Variation in AAVE

From the American Dialect Society meeting just concluded in Portland OR, this abstract from Taylor Jones (a grad student at Penn) reporting on some ingenious research he conducted with collaborator Christopher Hall:

‘Yeen kno nun bou dat’:  Using Twitter to map AAVE dialect regions

Recent research has established AAVE isn’t monolithic. However, AAVE variation hasn’t been systematically described and mapped. Here, we use new computational methods, using social media, to describe AAVE variation and to show AAVE dialect regions distinct from — and perpendicular to — other dialects of North American English. This study maps the geographic patterns of 30+ common nonstandard spellings on Twitter (e.g. sholl for “sure”). We show nonstandard AAVE orthography delineates clear dialect regions, with shared phonological and lexical features. These regions are not coterminous with traditional North American dialect regions; rather, they align with patterns of movement during the Great Migration.

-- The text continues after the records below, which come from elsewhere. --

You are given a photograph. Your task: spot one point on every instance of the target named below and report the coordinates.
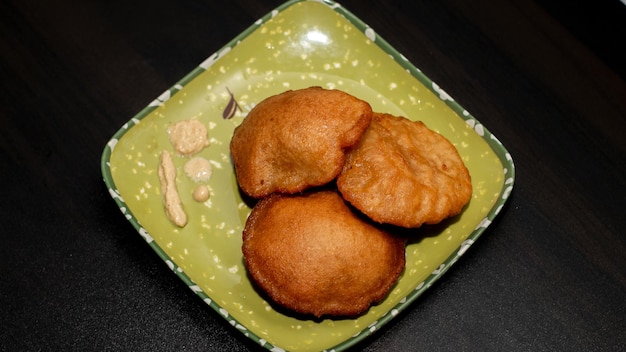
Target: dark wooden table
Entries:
(546, 77)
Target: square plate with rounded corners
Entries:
(299, 44)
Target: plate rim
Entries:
(492, 141)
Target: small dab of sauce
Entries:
(201, 193)
(171, 200)
(188, 137)
(198, 169)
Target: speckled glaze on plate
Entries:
(300, 44)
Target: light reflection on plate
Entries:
(300, 44)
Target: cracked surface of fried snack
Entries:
(405, 174)
(297, 139)
(313, 255)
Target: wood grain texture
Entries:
(549, 274)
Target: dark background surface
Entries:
(546, 77)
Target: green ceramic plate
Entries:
(300, 44)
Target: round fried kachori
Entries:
(402, 173)
(297, 139)
(313, 255)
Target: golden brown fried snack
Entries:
(313, 255)
(403, 173)
(296, 139)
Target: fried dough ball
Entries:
(296, 139)
(313, 255)
(404, 174)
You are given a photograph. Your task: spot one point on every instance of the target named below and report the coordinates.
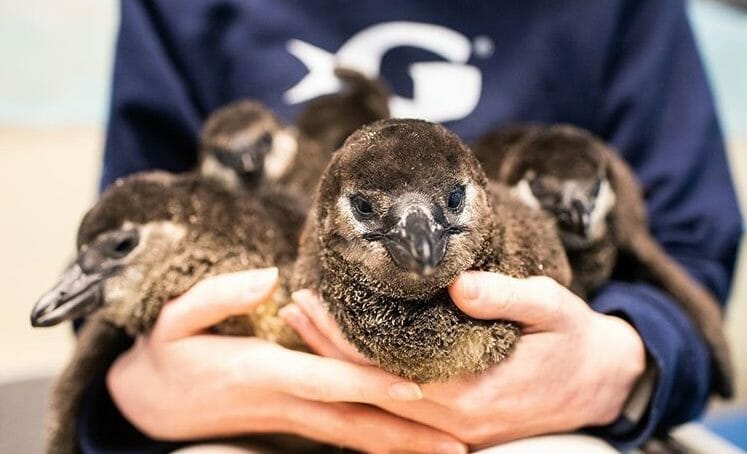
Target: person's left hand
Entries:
(571, 368)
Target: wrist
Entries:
(622, 363)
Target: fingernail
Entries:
(470, 289)
(290, 311)
(451, 448)
(405, 391)
(262, 279)
(301, 295)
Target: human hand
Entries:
(180, 383)
(572, 367)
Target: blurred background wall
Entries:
(54, 77)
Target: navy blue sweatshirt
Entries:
(626, 70)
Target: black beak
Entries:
(575, 218)
(418, 244)
(247, 163)
(77, 294)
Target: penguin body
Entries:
(403, 209)
(148, 239)
(600, 214)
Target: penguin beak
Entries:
(77, 294)
(418, 244)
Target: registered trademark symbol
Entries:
(483, 46)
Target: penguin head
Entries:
(109, 274)
(242, 143)
(405, 202)
(563, 170)
(128, 234)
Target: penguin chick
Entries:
(242, 143)
(600, 212)
(148, 239)
(403, 209)
(330, 119)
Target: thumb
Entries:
(212, 300)
(536, 301)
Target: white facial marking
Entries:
(344, 206)
(280, 157)
(604, 203)
(524, 193)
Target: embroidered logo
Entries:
(442, 90)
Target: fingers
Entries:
(213, 300)
(310, 334)
(316, 313)
(535, 301)
(371, 430)
(322, 379)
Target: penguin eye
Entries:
(596, 187)
(363, 207)
(456, 196)
(265, 142)
(122, 244)
(537, 187)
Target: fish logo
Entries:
(442, 90)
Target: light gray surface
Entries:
(22, 406)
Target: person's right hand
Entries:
(180, 383)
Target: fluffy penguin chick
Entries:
(242, 143)
(401, 211)
(600, 212)
(149, 239)
(330, 119)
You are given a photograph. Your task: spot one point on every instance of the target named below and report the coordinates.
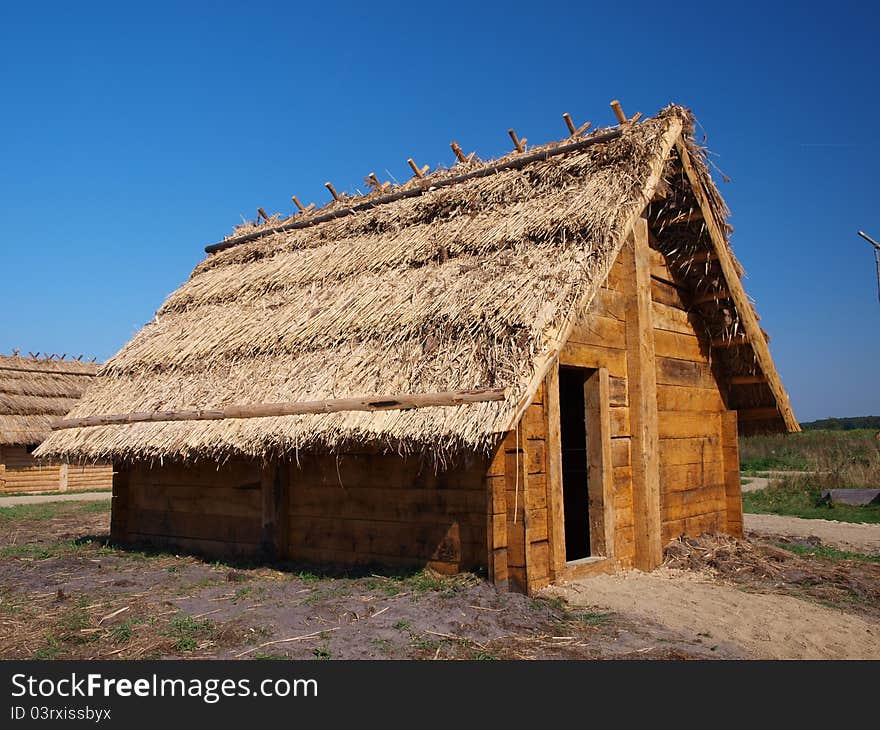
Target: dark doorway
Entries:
(573, 437)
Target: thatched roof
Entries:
(34, 392)
(462, 286)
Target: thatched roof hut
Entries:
(35, 392)
(475, 277)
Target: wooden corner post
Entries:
(275, 485)
(642, 380)
(120, 505)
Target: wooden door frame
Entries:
(600, 482)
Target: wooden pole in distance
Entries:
(520, 144)
(618, 112)
(417, 171)
(332, 190)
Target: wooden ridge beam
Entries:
(516, 163)
(47, 372)
(296, 408)
(748, 380)
(758, 414)
(731, 341)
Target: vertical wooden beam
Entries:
(600, 479)
(120, 505)
(732, 483)
(496, 527)
(555, 504)
(274, 486)
(642, 381)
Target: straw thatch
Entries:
(35, 392)
(457, 288)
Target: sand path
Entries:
(702, 609)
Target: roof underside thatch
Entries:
(456, 288)
(35, 392)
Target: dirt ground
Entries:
(66, 593)
(858, 537)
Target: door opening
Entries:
(575, 466)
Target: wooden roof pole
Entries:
(737, 292)
(266, 410)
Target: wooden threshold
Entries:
(587, 567)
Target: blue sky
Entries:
(131, 136)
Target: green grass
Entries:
(800, 497)
(51, 510)
(826, 552)
(842, 458)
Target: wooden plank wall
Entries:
(205, 508)
(691, 413)
(20, 472)
(387, 509)
(519, 523)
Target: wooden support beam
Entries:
(748, 380)
(520, 144)
(731, 341)
(700, 257)
(679, 219)
(758, 414)
(712, 296)
(334, 405)
(618, 112)
(642, 383)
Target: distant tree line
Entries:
(842, 424)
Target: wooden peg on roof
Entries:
(520, 144)
(373, 182)
(618, 112)
(302, 208)
(329, 186)
(417, 171)
(459, 153)
(575, 131)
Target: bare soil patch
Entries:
(785, 599)
(65, 592)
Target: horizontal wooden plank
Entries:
(185, 525)
(576, 354)
(595, 329)
(671, 371)
(686, 398)
(689, 450)
(688, 424)
(680, 346)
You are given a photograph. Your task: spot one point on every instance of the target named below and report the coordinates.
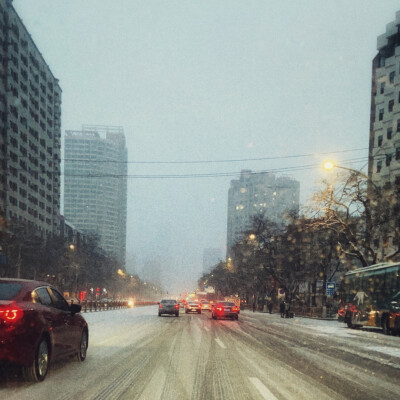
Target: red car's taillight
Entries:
(10, 314)
(353, 309)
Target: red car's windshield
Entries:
(9, 290)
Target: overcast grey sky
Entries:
(211, 80)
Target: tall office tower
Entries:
(95, 185)
(384, 140)
(259, 193)
(211, 257)
(30, 113)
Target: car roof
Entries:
(27, 286)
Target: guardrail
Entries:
(98, 305)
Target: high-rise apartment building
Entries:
(384, 142)
(95, 185)
(30, 112)
(259, 193)
(211, 257)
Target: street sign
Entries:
(330, 288)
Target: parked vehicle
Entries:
(225, 309)
(168, 306)
(37, 326)
(193, 307)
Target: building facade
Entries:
(30, 130)
(95, 185)
(211, 257)
(259, 193)
(384, 141)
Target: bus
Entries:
(370, 296)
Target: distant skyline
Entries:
(211, 81)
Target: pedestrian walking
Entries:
(287, 309)
(282, 309)
(269, 305)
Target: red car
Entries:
(225, 309)
(37, 326)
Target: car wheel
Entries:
(81, 355)
(37, 371)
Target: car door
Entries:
(53, 317)
(66, 329)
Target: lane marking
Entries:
(262, 389)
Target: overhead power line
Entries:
(211, 174)
(215, 161)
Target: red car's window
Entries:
(59, 301)
(9, 290)
(41, 295)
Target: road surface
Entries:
(134, 354)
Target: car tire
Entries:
(83, 345)
(37, 371)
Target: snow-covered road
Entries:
(134, 354)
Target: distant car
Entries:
(205, 305)
(193, 307)
(225, 309)
(37, 326)
(167, 306)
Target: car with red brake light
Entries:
(168, 306)
(38, 326)
(192, 306)
(205, 305)
(225, 309)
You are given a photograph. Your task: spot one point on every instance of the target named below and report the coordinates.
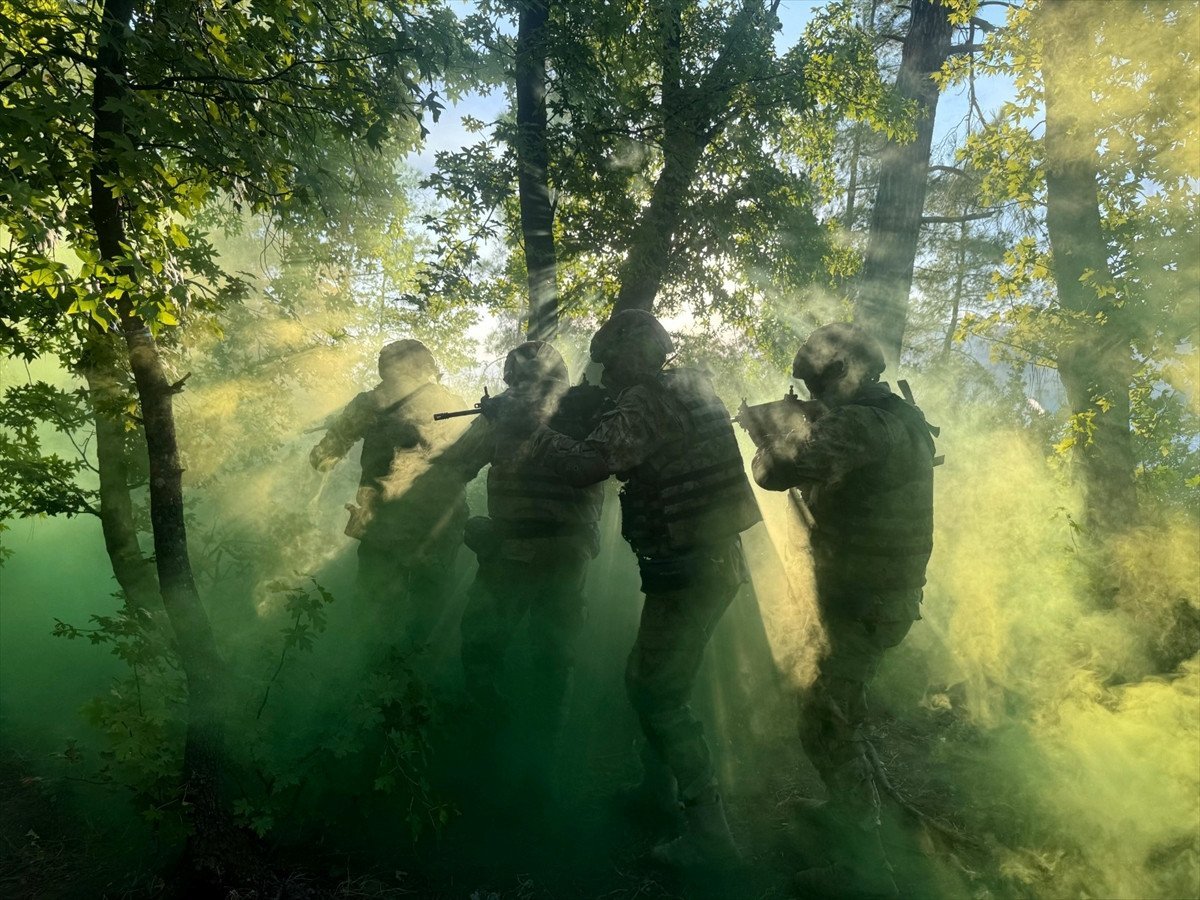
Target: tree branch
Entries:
(958, 220)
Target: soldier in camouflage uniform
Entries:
(867, 469)
(534, 547)
(684, 503)
(409, 516)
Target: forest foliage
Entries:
(232, 185)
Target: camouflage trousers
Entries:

On the Great Migration, from Wikipedia:

The Great Migration was the movement of 6 million African Americans out of the rural Southern United States to the urban Northeast, Midwest, and West that occurred between 1910 and 1970. Some historians differentiate between the first Great Migration (1910–1930), numbering about 1.6 million migrants who left mostly rural areas to migrate to northern industrial cities; and, after a lull during the Great Depression, a Second Great Migration (1940–1970), in which 5 million or more people moved from the South, including many to California and other western states.

Jones and Hall will give a version of the ADS paper at Stanford today, but I won’t be able to attend.